Толпа киевлян окружила Коснячку и благодарила его, что он не участвовал в борьбе Изяслава с народом и встал на сторону обиженных.
Всеслав, желая воспользоваться опытностью Коснячки, предложил ему остаться по-прежнему воеводою и руководить дружиной, но воевода отказался, сославшись на старость.
Всеслав не настаивал, и вскоре воевода уехал домой. Возвращаясь из Княжеского конца, он издали заметил, что у ворот его дома стоит вооружённый конный отряд, и забеспокоился. Он пришпорил коня и придержал его лишь тогда, когда разглядел, что отряд состоит из приближённой стражи тысяцкого из Берестова.
Когда воевода приблизился к воротам своего дома, к нему подъехал один из отряда Вышатича и спросил:
— Ваша милость позволит нам уехать?
— С Богом, — сказал воевода. — Спасибо вам за услугу... Поблагодарите от меня тысяцкого за внимание.
Ворота, задвинутые дубовым засовом, были открыты, и воевода въехал во двор.
Не успел он слезть с лошади и отдать поводья челядинцу, как Людомира выбежала из терема и бросилась в отцовские объятия.
— Что ты так долго? — спросила она.
— Раньше нельзя было, — не вдаваясь в подробности, ответил старик.
— Где же ты был целый день?.. Я так беспокоилась о тебе... Когда ты уехал на княжий двор, Вышатич искал тебя...
Воевода поцеловал дочь и сказал:
— Славный молодец этот Вышатич…
Люда, казалось, не обратила внимания на его слова.
II. СВАТЫ И ГАДАНЬЕ
Немного киевляне имели пользы от Всеслава. Хотя он и двинулся на половцев, но ничего не сделал им, потому что настала зима и половцы ушли сами. Воцарилось временное спокойствие, но это не удовлетворяло ни киевлян, ни Всеслава. Половцы, побеждённые стужей, а не оружием, могли вернуться весной. Но, что хуже всего, и Изяслав мог вернуться; ходили слухи, что он бежал в Польшу и оттуда собирается весной вернуться на Русь. Это очень беспокоило и киевлян, и их князя.
Вот гак, среди общей неуверенности, и настала зима.
Однажды в морозную звёздную ночь от дома тысяцкого в Берестове отъехало двое саней, в которых сидело по два человека.
Миновав Печерский монастырь, они свернули в густой лес и по узкой крутой тропинке спустились к Подолу, а там повернули на Боричев въезд; видно было, что путники пробираются на Гору.
Въехав через ворота в город, путники миновали княжий двор, Десятинную церковь и Бабий Торг, проехали через другие ворота и вскоре остановились у хором воеводы Коснячки.
В доме было спокойно и тихо. Старый воевода ходил по гриднице, как вдруг вошёл отрок и доложил:
— Гости к вашей милости из Берестова.
— Отопри ворота, — удивившись, сказал воевода.

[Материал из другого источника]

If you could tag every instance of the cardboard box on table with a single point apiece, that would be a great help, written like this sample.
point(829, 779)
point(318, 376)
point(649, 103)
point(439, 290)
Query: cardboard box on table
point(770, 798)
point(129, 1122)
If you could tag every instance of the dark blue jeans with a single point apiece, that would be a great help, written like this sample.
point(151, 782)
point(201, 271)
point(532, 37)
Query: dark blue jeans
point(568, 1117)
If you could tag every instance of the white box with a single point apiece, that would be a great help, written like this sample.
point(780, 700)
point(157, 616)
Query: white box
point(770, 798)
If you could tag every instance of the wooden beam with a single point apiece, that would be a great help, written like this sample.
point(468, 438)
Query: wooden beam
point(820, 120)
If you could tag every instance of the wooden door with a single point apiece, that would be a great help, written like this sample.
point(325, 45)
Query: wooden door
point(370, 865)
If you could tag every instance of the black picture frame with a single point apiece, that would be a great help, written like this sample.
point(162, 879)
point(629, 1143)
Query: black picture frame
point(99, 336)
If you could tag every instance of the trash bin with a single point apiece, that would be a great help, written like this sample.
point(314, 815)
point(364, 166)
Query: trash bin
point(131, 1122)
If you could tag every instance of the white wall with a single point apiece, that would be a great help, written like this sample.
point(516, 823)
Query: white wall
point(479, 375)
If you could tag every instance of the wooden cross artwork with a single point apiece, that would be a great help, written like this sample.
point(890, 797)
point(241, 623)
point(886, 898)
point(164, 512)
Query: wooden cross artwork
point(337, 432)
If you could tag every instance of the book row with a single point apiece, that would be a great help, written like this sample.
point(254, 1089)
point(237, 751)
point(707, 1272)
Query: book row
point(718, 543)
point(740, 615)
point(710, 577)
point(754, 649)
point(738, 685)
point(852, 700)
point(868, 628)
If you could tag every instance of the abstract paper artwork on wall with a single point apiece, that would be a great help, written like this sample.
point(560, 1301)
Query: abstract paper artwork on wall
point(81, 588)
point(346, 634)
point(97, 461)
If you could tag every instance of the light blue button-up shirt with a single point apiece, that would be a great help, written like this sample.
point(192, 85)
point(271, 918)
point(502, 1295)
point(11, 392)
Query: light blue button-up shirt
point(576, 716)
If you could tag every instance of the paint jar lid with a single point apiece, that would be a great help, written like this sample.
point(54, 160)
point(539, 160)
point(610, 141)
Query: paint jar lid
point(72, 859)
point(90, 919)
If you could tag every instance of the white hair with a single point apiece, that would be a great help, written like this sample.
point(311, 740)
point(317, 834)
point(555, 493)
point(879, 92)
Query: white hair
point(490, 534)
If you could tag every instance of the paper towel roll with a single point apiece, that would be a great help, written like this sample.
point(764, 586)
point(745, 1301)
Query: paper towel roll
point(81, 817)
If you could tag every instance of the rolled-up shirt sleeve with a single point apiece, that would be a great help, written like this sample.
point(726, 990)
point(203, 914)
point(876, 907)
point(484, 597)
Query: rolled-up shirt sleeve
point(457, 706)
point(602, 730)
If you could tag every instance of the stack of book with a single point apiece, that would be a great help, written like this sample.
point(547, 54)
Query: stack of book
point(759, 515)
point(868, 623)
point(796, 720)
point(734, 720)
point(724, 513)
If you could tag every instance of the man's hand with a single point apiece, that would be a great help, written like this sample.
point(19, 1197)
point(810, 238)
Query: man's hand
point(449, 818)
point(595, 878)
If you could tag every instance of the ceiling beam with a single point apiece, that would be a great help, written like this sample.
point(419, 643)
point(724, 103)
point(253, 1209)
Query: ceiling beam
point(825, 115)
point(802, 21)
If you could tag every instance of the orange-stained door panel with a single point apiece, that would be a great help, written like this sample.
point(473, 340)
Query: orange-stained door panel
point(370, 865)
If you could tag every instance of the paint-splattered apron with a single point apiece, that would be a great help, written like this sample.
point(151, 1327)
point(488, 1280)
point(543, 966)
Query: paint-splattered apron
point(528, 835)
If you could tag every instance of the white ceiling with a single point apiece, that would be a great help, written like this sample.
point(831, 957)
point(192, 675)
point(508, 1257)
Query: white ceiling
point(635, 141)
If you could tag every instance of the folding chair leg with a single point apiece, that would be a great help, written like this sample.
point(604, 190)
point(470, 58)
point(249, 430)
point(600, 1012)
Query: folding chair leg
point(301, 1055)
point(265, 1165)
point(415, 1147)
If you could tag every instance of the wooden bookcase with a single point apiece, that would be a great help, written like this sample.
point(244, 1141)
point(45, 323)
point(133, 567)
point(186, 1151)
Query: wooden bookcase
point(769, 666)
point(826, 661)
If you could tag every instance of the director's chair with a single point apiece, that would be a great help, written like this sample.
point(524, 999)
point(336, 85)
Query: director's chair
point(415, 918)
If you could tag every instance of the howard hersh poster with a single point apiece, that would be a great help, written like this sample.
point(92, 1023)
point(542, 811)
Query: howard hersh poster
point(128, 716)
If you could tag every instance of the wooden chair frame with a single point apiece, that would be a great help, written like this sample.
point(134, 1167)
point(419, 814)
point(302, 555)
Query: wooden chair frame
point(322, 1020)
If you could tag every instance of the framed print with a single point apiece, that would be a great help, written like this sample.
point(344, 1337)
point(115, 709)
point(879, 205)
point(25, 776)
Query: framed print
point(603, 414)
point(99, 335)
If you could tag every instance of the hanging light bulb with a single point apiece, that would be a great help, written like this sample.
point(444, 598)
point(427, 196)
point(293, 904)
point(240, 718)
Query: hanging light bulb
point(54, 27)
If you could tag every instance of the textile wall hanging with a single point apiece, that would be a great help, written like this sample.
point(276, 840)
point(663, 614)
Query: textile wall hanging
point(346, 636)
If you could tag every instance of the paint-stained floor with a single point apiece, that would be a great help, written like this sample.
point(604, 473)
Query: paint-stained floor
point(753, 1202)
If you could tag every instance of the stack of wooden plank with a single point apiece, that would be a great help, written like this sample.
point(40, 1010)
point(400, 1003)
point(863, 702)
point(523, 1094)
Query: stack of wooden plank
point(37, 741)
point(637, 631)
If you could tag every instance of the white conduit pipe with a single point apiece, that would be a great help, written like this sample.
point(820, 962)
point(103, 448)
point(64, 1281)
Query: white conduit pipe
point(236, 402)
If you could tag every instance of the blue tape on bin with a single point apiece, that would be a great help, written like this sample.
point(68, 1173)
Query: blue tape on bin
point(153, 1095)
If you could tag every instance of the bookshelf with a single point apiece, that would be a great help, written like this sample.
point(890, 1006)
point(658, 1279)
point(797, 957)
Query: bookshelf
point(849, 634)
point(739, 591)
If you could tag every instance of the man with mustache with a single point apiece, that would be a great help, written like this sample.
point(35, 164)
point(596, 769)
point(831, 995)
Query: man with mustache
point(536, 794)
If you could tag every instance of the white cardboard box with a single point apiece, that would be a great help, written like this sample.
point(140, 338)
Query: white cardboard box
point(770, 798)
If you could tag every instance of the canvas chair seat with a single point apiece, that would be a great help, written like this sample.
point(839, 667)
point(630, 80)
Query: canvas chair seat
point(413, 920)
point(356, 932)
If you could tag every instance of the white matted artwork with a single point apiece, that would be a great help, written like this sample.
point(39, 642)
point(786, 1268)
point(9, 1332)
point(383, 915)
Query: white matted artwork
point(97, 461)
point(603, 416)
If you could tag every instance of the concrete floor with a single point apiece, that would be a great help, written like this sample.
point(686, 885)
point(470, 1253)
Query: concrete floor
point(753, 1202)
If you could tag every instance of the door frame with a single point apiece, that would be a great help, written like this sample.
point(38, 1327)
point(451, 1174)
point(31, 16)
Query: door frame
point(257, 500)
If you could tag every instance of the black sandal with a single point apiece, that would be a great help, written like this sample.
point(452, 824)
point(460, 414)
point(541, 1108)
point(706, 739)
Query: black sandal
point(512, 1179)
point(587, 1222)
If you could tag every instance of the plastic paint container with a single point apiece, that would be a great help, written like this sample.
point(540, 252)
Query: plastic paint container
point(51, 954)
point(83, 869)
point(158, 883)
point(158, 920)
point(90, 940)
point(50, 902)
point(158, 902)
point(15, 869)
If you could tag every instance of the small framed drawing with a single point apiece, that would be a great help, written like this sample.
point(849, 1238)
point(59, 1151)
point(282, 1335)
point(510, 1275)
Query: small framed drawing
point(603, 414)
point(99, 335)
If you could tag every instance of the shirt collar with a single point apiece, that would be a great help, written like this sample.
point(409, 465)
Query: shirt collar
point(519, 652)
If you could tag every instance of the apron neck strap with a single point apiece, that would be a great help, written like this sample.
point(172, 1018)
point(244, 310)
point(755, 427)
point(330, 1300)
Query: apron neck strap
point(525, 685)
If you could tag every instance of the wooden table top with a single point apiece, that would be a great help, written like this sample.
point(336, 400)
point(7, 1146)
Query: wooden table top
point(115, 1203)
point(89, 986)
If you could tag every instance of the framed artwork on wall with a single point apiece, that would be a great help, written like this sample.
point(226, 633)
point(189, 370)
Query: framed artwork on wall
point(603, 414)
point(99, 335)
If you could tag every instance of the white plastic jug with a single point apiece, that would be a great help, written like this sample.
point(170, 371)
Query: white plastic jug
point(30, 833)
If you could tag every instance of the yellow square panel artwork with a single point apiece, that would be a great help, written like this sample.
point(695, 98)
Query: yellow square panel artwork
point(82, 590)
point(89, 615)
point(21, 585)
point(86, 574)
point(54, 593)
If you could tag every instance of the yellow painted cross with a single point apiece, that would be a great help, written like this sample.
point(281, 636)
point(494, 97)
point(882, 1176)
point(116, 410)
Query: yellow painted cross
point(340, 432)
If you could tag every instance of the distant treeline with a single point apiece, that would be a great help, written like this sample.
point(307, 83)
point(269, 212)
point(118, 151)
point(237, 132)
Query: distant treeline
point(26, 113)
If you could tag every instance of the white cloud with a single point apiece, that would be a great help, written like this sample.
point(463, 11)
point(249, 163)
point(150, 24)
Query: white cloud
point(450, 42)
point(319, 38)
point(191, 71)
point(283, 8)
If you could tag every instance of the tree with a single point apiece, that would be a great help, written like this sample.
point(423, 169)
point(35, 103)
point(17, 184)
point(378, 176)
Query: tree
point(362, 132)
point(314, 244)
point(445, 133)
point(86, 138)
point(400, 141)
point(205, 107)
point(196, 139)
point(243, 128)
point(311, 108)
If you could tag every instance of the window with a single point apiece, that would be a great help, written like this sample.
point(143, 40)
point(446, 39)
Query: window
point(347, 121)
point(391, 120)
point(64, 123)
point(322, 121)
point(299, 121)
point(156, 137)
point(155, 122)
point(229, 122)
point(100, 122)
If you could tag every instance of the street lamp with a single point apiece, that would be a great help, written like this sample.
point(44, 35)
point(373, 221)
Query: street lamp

Едва он взглянул на входивших гостей и на их праздничные наряды, как сразу догадался, кто они и зачем приехали. Это были сваты от Вышатича.
Впереди шёл старик с большою седою бородою, в собольей шубе, которую получил в дар от Ярослава Мудрого. Это был старый Варяжко, знакомый и друг воеводы, посадник белгородский, родственник Вышатича. За ним вошло ещё несколько человек.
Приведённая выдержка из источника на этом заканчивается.